2) To relieve either generally or individually members who have served in the Regiments making up the Association who are in need, hardship or distress and their dependents who are likewise so qualified.
When the Royal Munster Fusiliers set up its Old Comrades association, the first year’s annual report explained:
The determination to try to establish the Association was taken last March; and, the approval of Lieut. General Sir H.S.G. Miles GCB CVO, Colonel of The Regiment having been obtained a temporary Committee was formed, which met on the 21st March and drew up a circular letter intimating the proposed objects of the Association and the decision to have the first Annual Dinner at The Pillar Hall, Victoria Station, on “Plassey Day”, the 23rd June.

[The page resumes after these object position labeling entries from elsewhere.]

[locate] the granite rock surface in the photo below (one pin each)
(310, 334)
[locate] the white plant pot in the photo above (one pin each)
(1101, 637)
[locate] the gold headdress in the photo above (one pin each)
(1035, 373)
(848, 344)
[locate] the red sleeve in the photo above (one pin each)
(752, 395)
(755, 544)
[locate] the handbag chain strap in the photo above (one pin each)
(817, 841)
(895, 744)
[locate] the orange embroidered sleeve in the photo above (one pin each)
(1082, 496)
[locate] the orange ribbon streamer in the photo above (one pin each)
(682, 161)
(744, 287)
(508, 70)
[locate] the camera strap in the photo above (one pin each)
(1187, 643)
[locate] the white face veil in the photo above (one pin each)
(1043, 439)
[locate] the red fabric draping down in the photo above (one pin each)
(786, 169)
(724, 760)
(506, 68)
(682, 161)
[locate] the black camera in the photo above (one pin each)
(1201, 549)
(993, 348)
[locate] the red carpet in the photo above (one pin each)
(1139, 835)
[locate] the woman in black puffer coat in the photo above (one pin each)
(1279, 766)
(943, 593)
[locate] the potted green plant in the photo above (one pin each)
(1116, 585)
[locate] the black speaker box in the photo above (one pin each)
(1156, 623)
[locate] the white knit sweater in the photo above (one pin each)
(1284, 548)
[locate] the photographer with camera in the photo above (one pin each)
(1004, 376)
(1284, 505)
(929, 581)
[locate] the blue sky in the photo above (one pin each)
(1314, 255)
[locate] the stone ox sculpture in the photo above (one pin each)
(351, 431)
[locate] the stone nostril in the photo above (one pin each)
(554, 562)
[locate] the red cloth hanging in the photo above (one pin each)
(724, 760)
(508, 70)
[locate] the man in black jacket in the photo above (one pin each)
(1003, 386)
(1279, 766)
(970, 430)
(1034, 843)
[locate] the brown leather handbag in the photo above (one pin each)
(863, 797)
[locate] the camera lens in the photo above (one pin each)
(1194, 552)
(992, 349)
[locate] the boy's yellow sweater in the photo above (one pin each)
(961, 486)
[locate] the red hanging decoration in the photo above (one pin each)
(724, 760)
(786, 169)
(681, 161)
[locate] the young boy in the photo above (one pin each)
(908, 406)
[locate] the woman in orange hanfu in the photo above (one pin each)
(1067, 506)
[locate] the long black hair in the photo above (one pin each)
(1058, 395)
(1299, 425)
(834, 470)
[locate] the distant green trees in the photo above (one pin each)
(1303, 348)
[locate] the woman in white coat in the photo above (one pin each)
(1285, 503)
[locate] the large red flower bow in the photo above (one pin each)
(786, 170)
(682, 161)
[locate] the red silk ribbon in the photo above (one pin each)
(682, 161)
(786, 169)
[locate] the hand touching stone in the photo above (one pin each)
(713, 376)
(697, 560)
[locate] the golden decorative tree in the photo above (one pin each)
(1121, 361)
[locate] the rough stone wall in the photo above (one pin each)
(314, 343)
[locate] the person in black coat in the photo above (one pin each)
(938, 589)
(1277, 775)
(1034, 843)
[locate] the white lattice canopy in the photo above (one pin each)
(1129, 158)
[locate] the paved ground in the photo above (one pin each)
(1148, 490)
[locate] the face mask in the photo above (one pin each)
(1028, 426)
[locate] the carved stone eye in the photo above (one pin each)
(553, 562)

This letter was sent out to all past and present members of the Regiment whose addresses could be obtained, and met with a most encouraging reception from all ranks, showing that esprit de corps and love for the old Regiment remains as strong as ever, both with those still serving under it’s colours and those who no longer have that privilege.
The rates of subscription have been set very low in order to give all the opportunity of joining the Association no matter how slender his means; but the Committee hope that all members who are in a position to do so will make an extra contribution annually to the Benevolent Fund which has been established to assist any deserving case of any Old Comrade or his widow who may be in financial distress.